The researchers claim that the famously calming cannabinoid can protect against the harsher effects of THC.
“We have now found that CBD appears to buffer the user against some of the acute effects of THC on the brain,” said the study's lead author, Dr Matt Wall.
“Over the last two decades, rates of addiction and psychosis linked to cannabis have been on the rise, while at the same time stronger strains of cannabis with more THC and less CBD have become increasingly common,” he explained in a press statement.
The research, which was published in the Journal of Psychopharmacology, is the first study to use fMRI (functional magnetic resonance imaging) to gauge how different varieties of cannabis impact brain function.
The researchers monitored the brain activity of 17 participants at rest after they consumed one of two different strengths of cannabis.
The two varieties both has equal levels of THC but differed dramatically on CBD levels; one type contained high levels of CBD, while the other, a skunk product, contained negligible levels of the calming cannabinoid.
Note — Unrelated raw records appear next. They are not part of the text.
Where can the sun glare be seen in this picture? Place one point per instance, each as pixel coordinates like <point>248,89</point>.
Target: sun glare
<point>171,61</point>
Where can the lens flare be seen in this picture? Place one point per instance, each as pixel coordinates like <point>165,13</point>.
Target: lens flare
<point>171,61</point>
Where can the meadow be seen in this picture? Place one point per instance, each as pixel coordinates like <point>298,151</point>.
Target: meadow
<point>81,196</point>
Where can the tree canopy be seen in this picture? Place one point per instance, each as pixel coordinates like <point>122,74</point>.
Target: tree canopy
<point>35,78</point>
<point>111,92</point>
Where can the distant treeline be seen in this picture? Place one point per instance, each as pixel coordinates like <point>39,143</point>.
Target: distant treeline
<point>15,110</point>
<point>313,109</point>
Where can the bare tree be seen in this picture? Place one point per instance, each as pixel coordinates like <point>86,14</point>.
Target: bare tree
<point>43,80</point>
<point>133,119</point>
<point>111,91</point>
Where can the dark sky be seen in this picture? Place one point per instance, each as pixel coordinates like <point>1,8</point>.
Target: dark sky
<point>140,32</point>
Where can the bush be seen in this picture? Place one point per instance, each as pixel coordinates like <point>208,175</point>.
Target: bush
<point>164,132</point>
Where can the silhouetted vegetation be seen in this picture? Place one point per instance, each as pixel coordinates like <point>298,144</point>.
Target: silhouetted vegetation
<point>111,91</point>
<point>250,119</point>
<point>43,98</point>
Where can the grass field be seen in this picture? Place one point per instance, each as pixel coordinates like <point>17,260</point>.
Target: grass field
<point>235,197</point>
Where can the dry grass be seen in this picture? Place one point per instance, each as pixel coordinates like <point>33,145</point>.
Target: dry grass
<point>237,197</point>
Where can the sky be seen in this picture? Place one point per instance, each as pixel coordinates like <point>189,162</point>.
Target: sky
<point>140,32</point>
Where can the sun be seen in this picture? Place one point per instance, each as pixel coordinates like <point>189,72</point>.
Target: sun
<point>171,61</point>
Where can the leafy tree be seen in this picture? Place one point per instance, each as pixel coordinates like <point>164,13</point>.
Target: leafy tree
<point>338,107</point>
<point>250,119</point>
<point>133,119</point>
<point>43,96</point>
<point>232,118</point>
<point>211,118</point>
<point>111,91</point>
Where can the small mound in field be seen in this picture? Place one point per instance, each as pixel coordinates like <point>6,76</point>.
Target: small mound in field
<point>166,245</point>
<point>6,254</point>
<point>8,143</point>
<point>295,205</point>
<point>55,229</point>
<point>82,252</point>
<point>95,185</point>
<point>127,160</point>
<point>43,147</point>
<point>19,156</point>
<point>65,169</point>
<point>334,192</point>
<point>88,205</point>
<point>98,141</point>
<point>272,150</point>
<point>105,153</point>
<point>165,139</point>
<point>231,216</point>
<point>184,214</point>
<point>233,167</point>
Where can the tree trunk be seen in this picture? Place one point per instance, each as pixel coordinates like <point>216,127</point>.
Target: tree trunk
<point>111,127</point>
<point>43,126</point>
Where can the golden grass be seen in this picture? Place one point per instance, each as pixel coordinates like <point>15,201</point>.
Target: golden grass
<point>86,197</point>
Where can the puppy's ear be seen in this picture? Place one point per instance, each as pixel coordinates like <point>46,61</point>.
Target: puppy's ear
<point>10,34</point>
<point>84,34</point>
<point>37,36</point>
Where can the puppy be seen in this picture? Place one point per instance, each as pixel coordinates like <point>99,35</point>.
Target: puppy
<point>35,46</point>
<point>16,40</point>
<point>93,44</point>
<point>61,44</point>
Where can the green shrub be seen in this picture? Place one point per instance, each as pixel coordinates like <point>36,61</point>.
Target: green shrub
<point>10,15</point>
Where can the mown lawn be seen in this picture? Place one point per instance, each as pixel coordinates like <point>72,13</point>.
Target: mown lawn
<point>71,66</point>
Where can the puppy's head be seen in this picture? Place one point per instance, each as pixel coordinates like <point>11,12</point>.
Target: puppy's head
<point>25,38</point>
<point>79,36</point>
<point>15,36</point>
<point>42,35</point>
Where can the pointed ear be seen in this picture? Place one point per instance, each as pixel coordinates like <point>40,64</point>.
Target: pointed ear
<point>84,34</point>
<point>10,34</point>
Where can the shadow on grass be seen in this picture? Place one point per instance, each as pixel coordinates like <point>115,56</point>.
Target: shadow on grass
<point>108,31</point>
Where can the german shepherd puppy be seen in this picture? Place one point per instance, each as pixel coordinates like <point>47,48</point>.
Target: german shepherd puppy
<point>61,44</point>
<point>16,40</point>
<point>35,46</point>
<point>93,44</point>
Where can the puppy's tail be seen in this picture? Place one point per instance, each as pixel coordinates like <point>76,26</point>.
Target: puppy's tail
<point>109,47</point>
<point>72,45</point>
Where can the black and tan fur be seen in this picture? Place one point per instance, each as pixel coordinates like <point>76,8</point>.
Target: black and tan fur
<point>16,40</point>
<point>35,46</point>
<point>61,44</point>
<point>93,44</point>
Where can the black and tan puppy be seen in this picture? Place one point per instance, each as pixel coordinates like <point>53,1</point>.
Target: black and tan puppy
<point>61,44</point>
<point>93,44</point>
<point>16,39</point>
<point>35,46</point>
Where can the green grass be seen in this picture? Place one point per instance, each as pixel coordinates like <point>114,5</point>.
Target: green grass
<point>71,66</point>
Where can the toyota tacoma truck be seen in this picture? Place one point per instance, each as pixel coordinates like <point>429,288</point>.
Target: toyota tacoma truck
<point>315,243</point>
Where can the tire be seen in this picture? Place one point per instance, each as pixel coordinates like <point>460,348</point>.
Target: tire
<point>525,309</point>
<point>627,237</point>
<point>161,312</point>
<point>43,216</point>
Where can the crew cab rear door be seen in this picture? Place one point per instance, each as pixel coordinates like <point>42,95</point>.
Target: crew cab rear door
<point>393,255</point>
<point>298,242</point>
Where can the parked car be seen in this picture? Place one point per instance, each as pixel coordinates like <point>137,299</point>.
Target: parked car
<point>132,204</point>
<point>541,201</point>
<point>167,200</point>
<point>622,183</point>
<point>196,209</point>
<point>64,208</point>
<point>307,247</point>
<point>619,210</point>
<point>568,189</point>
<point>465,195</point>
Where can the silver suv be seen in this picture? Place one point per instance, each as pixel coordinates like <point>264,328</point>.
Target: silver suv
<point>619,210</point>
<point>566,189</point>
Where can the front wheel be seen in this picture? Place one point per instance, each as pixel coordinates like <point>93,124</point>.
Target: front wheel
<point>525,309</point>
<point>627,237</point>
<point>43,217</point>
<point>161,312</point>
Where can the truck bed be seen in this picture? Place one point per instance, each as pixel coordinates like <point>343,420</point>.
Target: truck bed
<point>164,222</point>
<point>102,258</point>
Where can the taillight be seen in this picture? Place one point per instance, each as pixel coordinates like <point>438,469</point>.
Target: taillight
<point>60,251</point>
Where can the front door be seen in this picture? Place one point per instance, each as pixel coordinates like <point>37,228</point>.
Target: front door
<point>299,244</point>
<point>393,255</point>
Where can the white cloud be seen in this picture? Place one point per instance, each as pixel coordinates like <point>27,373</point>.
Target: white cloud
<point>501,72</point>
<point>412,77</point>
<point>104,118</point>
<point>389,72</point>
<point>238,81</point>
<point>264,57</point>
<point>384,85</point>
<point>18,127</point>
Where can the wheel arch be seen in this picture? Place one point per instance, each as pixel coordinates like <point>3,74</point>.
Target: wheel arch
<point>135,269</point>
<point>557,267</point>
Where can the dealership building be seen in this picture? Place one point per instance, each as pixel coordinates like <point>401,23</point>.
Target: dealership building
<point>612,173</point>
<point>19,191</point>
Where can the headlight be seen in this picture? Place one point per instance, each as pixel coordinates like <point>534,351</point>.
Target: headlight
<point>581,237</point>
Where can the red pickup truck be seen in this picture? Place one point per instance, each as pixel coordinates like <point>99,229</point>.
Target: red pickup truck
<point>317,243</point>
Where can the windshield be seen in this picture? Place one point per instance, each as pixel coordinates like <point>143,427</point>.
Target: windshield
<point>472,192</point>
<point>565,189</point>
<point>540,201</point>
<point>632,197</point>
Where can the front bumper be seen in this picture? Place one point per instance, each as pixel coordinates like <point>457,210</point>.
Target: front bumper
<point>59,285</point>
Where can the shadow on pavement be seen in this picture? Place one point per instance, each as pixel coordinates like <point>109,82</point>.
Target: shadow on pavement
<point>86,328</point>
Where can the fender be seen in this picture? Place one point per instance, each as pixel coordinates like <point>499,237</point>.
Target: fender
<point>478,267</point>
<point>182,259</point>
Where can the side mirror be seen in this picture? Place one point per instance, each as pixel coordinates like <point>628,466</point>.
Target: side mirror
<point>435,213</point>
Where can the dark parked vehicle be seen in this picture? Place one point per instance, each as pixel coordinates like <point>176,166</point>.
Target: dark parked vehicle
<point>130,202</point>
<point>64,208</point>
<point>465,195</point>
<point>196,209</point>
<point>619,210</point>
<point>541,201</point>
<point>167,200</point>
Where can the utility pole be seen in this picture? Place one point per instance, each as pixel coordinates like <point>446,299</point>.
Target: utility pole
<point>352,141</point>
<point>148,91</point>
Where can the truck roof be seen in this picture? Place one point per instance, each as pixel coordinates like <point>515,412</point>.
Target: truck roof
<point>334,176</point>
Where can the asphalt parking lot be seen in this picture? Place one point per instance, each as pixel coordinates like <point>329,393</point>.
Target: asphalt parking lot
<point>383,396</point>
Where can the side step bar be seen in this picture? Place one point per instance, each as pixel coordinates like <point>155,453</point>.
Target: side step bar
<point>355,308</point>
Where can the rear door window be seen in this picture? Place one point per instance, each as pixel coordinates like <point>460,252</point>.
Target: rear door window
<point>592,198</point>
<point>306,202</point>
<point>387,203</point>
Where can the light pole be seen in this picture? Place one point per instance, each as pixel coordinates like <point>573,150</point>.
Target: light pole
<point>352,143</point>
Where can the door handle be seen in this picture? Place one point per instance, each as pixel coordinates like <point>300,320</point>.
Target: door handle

The strains were chosen as they were reflective of common products within the UK’s illegal recreational market.
The researchers found that the cannabis with low levels of CBD impaired the participants’ brain functions. The drug degraded the brain’s salience network, a system of detecting emotional and sensory stimuli, and its general functional connectivity. Disruption to the brain’s salience network has previously been linked to addiction and psychosis.
However, the high-CBD variety only caused a minimal disruption to these brain regions, suggesting that the CBD counteracts some of THC's harmful effects.
The study also showed how THC can induce disruption in the brain’s posterior cingulate, a neural region associated awareness and episodic memory retrieval. These disruptions were strongly correlated with participants' reports of feeling more “stoned” or “high”, which suggests that the brain area may be central to producing cannabis' elating effects.
This relationship between the posterior cingulate and the “stoned” feelings was also blocked by CBD.
The researchers claim that their findings add to evidence that cannabis varieties with greater CBD content may be less harmful to consumers.
“As cannabis is becoming legal in more parts of the world, people buying cannabis should be able to make an informed decision about their choice of cannabis strain and be aware of the relative risks,” said Dr Wall.
But the study’s most salient result may be how it demonstrates CBD’s efficacy in certain medical treatments.
“If CBD can restore disruption to the salience network, this could be a neuroprotective mechanism to explain its potential to treat disorders of salience such as psychosis and addiction,” added senior author Professor Val Curran.